Camila Cabello on Debut Album: ‘This Sounds Like Me and Only Me’
Long before a dramatic she said-they said split from the girl group Fifth Harmony, Camila Cabello was planting the seeds for what is looking to become a fruitful solo career. She cracked the Top 20 with friend Shawn Mendes in 2015, and her collaboration “Bad Things” with Machine Gun Kelly topped off at Number Four. Following up the strong precedent set by those songs, the 20-year-old has been establishing herself as a versatile, budding pop diva with singles like “Havana” and “Crying in the Club,” which will appear on her debut solo LP The Hurting. The Healing. The Loving. (The LP’s exact fall release date yet has not yet been announced.)

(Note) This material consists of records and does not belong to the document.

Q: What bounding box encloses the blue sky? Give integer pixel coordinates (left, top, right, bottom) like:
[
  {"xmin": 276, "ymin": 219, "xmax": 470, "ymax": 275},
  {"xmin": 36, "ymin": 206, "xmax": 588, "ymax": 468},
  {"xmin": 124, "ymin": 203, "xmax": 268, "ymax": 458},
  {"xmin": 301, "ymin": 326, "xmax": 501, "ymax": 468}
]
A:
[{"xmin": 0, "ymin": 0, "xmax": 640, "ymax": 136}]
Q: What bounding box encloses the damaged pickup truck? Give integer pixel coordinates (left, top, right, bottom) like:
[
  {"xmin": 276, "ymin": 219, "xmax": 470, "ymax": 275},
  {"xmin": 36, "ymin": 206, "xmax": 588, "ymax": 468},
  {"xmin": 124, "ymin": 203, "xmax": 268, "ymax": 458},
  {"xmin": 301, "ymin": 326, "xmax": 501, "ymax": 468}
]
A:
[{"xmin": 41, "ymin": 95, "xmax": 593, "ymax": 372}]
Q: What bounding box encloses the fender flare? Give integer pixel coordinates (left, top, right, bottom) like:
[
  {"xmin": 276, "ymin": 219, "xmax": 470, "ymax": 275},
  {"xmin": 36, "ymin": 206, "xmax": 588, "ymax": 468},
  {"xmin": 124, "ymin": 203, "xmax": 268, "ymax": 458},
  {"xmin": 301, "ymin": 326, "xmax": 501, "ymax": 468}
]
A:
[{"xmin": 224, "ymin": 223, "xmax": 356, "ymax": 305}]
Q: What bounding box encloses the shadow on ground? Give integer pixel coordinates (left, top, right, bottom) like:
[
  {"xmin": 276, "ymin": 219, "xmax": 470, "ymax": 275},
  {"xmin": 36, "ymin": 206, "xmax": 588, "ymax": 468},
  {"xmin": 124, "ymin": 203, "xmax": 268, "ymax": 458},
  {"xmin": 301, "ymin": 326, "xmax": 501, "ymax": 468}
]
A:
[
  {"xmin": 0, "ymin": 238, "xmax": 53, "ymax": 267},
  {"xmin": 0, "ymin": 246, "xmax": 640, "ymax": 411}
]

“It’s kind of like having a huge block of marble and carving out a statue,” she tells Rolling Stone of the process of culling together lyrics, stories and music from the last few years of her life. She wrote the lyrics for the ballad “I Have Questions” a year and a half ago, while “I’ll Never Be the Same” was inspired by a relationship she had a couple years back. “In the Dark” had been written the day after the Grammys about an encounter with an unnamed famous boy she had met at an after-party.
“The final product becomes more clear to you the more you carve at it and work on it. There were songs that five months ago were my favorite songs, and then two weeks after [we] scrapped it from the album,” she explains. “Through trial and error, I’ve written enough finished songs to be able to say ‘Okay, this is me. This sounds like me and only me, and this separates me from what other people are doing.'”

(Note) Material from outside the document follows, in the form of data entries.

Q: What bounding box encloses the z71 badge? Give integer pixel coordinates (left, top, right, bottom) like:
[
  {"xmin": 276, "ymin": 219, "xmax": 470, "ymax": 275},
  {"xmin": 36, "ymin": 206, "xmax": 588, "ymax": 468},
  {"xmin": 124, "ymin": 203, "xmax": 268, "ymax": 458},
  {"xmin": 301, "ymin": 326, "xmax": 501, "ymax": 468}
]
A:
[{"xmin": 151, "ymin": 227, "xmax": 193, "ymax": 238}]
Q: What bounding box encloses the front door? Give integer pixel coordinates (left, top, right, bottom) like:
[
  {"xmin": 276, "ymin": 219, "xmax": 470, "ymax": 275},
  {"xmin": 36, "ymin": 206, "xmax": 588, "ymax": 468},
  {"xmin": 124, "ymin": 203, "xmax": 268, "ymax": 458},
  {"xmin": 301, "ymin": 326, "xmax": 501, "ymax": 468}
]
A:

As Cabello perfects her debut statement as a singular artist outside of her former group, she is adjusting to the independence and authority she now has over her music.

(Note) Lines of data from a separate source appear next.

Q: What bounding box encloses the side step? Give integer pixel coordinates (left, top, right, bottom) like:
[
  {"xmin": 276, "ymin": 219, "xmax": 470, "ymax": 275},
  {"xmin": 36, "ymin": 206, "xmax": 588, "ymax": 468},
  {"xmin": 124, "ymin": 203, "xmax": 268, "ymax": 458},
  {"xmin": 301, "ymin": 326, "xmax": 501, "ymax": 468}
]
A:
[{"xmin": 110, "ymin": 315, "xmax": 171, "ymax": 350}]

“[The songs were] mostly written by other people,” she recalls of the quick, two week process to make Fifth Harmony albums. “There’s absolutely nothing wrong with that, it’s just not for me. It has to be me in order for me to be happy with the result. I get to make mistakes, correct them and learn and keep growing.”
As she continues cutting, adding and fine-tuning the record, its themes of home and roots – specifically hers in Havana and Miami – have remained a through-line. She had kept the name of her birthplace, Havana, on a brainstorm list before she entered the studio with producer Frank Dukes, and it ended up being the second song they recorded.
“[Frank] was a big part of taking a classic part of Latin culture and combining it with something new and modern,” Cabello says. “Together we made an album that’s just reflective of me in every way. It’s what’s inside my head and my heart.”